Most of us in analytics use R just to get stuff done. It has a large number of packages that lets us produce insights at our own pace. What I mean by “at our own pace” is that we typically analyse data either individually or within our team, with the results communicated to our audience independently of the analysis itself.
This creates a situation where programmatic efficiency was not considered a priority by many R analysts. If a function was sub-optimal, it would only impact us with a little extra processing time, our end user would never know the difference. In fact, it made more sense to create a fast coded, long processing solution as the code would only be used a few times. Spending hours optimizing code would be considered a waste.

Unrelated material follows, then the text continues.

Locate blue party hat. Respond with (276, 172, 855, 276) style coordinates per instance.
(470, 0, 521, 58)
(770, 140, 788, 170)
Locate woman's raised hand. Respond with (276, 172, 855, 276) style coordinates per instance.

However, analysts are now crunching massive amounts of data. What would have cause a few minutes delay in processing a few years ago will now cause hours and hours of unnecessary waiting. Addionally, reducing processing time is now become more valuable as we move toward elastic cloud computing where more processing = more cost.
Most importantly, analytics is moving toward machine learning solutions, requiring the algo to be constantly updating and impacting automated decisions in close to real time. For example, predicting likely online customer behavior based on current site activity. Slow processing would make a very ineffective modeled solution.
Given these factors, we are rapidly reaching the point where an analyst’s programming abilities will be just as important and their statistical skill set. Over the next few weeks I plan to pick out a few relevant items from the Advance R Programming review which will help us Analysts make our programs faster and easier to understand.